On a grander scale, it could mean that he has solved or come to terms with some sort of existential crisis. This trip (both types) is his answer from the universe, which he just referred to in the casino when he tells Sonya that the wheel is designed to mimic the orbit of the solar system. Is he able to let go of his fear of death? Or of life? When he was navigating his alternate universe as Kevin Finnerty, he was afraid to enter the Christmas party. He refuses to give Bellhop Tony B his suitcase because it holds his very identity. He knew something was pulling him back, but didn’t know what. Something now tells him that he is meant to be here, still.
One of the episodes just ahead of this, “Chasing It,” opens with Tony gambling and losing. In an argument with Carm, he explains the powerful pull of addiction. “You start chasing it, and every time you get your hands around it, you fall further backwards.”
Since Chris’ death, he has been falling ever deeper into the chasm he has never really climbed out of. He can mouth platitudes about being carried across the sky by a great wind, but he is still chasing freedom from his own conscience. (I think he has one!) He has admitted to some sadness, but only as much as he’ll allow himself. The rest gets buried or expressed in anger toward Chris and everyone else who mourns him.
For the better part of his recent life, Tony has been on a personal losing streak. Every action of his is a gamble. At any minute, his carefully laid plans may go awry. They come close to crumbling each time his life is threatened, starting from the time his mother and uncle plan the hit on him They fall apart in smaller ways along the way: Jackie’s death, Junior’s Alzheimers, leaving therapy (then going back…. then leaving…), his separation from Carmela, AJ’s suicide attempt, to name a few.

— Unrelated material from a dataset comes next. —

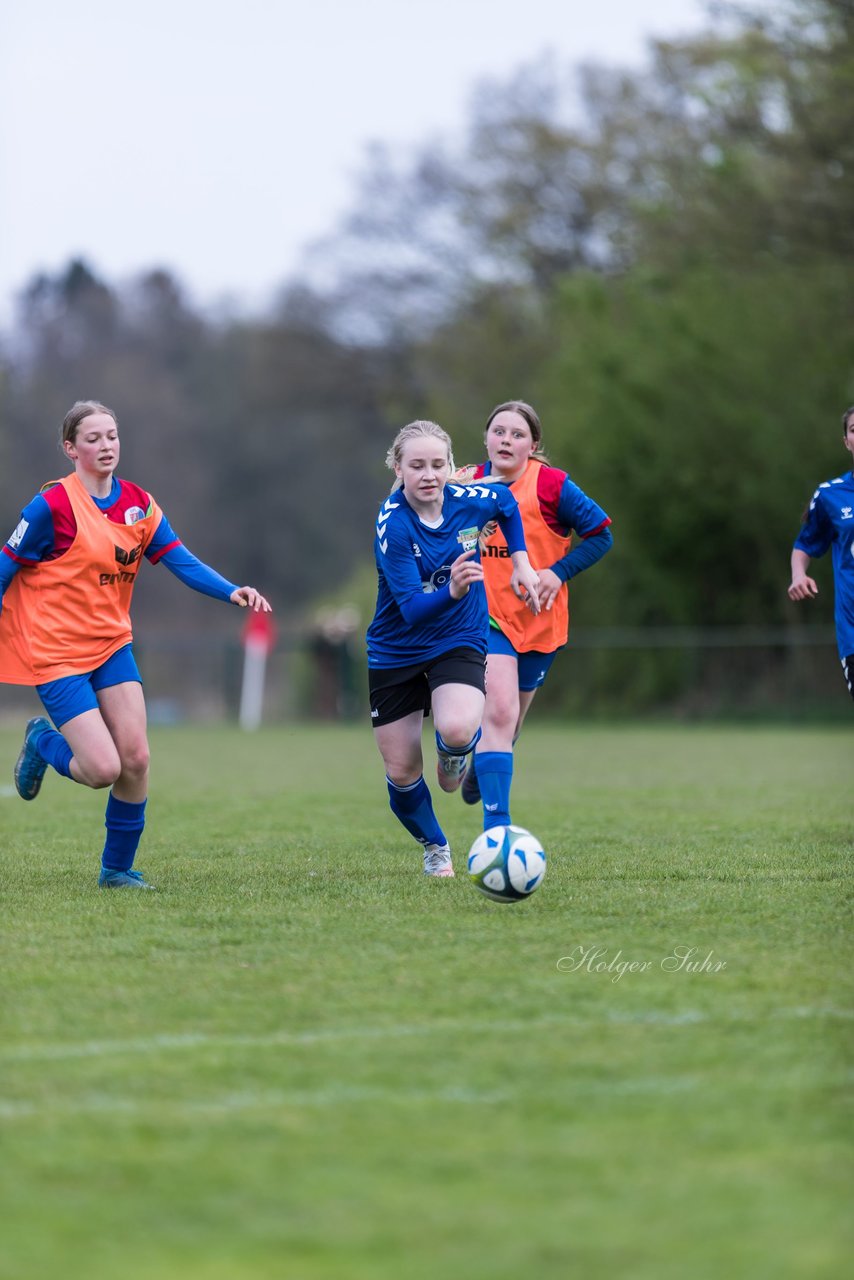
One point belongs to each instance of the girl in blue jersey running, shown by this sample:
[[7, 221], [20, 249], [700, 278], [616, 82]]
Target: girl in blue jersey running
[[829, 522], [427, 644]]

He sees this as an ending to all of that, one that he can revel in because it’s purely symbolic, and does not require his own demise. Chris is gone. He is here. He’s got a crew to return to. He doesn’t have to admit anything to Melfi; they’ve already talked it out in their limited way. He’s back with Carmela. He has slowly but surely watched the obstacles in his way disappear, either by circumstance or his own doing: Livia (dead), Philly (dead), Chucky (dead), Mikey Palmice (dead), Junior (locked up; may as well be dead), Tony B (dead), Ralphie (dead), and now Chris. The future looks blindingly, glitteringly perfect. He’s in control again, and his stars have aligned. Everything’s comin’ up Milhouse.
For how long?
I feel like there’s a greater connection to the finale here, but I don’t know what. Send me flowers.